The case was/is enormously important — Youtube was asserting that it was immune under the Digital Millennium Copyright Act (specifically, Sec. 512(c)) from copyright infringement claims arising out of user postings. Sec 512(c) sets up a “notice-and-takedown” scheme under which website owners are immune from third-party infringements as long as they “respond expeditiously” when notified of specific infringements by copyright holders. Viacom was relying on a portion of the statute that denies the immunity if the website operator has “actual knowledge that the material . . . on the system or network is infringing” OR if “in the absence of such actual knowledge, [it is] aware of facts or circumstances from which infringing activity is apparent . . .”

The critical question in the case was: given that it is a matter of common knowledge that there’s lots and lots and lots of infringing activity on Youtube, does that make the infringing activity “apparent”? If so, the 512(c) immunity is unavailable for Youtube.

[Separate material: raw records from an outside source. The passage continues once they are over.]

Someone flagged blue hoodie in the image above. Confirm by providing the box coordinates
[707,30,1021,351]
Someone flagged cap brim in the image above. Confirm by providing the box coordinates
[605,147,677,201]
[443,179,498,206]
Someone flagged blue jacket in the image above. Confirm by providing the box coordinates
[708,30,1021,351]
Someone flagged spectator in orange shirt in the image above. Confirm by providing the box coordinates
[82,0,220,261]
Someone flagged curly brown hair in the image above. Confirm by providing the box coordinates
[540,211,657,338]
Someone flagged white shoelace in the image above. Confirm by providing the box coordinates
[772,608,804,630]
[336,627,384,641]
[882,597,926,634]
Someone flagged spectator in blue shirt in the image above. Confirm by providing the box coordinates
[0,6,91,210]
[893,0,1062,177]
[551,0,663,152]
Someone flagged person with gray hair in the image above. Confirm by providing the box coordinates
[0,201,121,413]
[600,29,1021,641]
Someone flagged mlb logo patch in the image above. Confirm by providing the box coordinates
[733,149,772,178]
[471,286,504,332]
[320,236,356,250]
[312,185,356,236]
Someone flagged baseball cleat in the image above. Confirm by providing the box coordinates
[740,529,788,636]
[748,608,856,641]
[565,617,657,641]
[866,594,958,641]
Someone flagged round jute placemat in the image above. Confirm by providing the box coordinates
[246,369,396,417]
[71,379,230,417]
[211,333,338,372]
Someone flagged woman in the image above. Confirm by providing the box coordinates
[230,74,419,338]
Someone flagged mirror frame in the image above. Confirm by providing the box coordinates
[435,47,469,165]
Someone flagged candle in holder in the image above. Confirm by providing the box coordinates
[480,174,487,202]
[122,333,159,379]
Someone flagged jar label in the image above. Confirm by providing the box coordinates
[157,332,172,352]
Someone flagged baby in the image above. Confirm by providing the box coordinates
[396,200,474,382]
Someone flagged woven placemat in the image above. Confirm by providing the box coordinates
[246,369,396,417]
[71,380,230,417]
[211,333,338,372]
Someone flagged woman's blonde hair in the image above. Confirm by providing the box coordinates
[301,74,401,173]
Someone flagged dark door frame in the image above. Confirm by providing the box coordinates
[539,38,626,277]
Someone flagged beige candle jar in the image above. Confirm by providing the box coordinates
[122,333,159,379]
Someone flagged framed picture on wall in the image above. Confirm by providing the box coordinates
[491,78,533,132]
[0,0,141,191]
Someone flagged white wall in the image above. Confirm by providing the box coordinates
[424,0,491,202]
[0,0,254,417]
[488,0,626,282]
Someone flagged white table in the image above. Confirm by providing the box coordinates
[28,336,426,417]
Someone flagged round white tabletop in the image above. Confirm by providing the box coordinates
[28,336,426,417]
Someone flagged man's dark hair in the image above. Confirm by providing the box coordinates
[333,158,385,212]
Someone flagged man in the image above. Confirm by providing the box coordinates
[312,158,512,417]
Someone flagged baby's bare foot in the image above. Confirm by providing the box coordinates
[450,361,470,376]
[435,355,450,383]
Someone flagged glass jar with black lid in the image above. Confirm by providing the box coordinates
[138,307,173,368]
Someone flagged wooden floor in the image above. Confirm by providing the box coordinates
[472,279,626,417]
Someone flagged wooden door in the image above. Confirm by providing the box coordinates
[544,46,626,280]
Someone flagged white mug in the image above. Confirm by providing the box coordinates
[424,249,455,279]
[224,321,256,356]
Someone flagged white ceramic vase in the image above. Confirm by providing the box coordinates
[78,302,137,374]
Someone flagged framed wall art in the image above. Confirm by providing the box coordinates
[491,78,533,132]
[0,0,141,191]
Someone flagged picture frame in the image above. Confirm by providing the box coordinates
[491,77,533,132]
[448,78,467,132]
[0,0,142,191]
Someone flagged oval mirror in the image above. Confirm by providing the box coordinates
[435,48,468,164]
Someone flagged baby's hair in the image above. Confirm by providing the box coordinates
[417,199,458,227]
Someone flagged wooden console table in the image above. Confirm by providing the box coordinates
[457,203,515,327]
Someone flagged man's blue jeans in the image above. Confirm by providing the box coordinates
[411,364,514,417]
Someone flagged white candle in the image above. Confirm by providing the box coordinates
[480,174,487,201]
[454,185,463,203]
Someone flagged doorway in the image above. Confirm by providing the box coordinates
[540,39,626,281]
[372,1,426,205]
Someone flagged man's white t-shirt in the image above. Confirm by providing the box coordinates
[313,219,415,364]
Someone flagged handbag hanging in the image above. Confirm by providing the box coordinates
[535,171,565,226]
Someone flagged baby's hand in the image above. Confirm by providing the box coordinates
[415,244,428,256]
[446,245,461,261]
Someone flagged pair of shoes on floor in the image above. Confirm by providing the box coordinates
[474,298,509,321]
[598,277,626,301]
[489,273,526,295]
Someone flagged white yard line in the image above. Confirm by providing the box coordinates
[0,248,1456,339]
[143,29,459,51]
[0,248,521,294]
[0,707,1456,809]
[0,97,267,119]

The court — correctly, in my view — said no, it does not. The “facts and circumstances” to which the statute refers must be of “specific and identifiable infringements of particular items. Mere knowledge of prevalence of such activity in general is not enough.” Sec. 512, and the other immunities provided in the Act for online conduct, “place the burden of policing copyright infringement — identifying the potentially infringing material and adequately documenting infringement — squarely on the owners of copyright. We decline to shift a substantial burden from the copyright owner to the provider . . .”

One could easily argue that these copyright immunities in the DMCA were a critical feature allowing “Web 2.0″ and “user-generated content” sites (like Youtube, Facebook, Myspace, and many, many others) to flourish. This opinion (though it will probably be appealed) goes a long way to protecting those sites from further attack by the copyright police. Nice work, Judge Stanton!

In the aftermath of the decision, there’s been, predictably, a backlash from commentators inside (and occasionally outside) the entertainment industry, arguing either that the decision’s not really that important, or that it’s just plain badly reasoned. Ben Sheffner’s piece over on Copyrights & Campaigns criticism of the opinion is thoughtful, but ultimately wrong-headed. Sheffner makes an interesting observation:

Section 512(c) of the DMCA identifies two triggers for the obligation of the host to remove the subject material (if it wants to maintain the safe harbor). First is actual knowledge of infringement (which can be obtained through receipt of a facially valid takedown notice pursuant to Section 512(c)(3)). Second is where the host becomes “aware of facts or circumstances from which infringing activity is apparent.” Id. § 512(c)(1)(A)(ii). This latter situation is known as “red flag” infringement; the idea is that the host can’t claim the safe harbor if red flags are being waved in its face, suggesting the obvious presence of infringing activity. The Ninth Circuit gutted the red flag doctrine in Perfect 10 v. CC Bill, specifically in this thoroughly unconvincing paragraph:

Perfect 10 alleges that CCBill and CWIE were aware of a number of “red flags” that signaled apparent infringement. Because CWIE and CCBill provided services to “illegal.net” and “stolencelebritypics.com,” Perfect 10 argues that they must have been aware of apparent infringing activity. We disagree. When a website traffics in pictures that are titillating by nature, describing photographs as “illegal” or “stolen” may be an attempt to increase their salacious appeal, rather than an admission that the photographs are actually illegal or stolen. We do not place the burden of determining whether photographs are actually illegal on a service provider.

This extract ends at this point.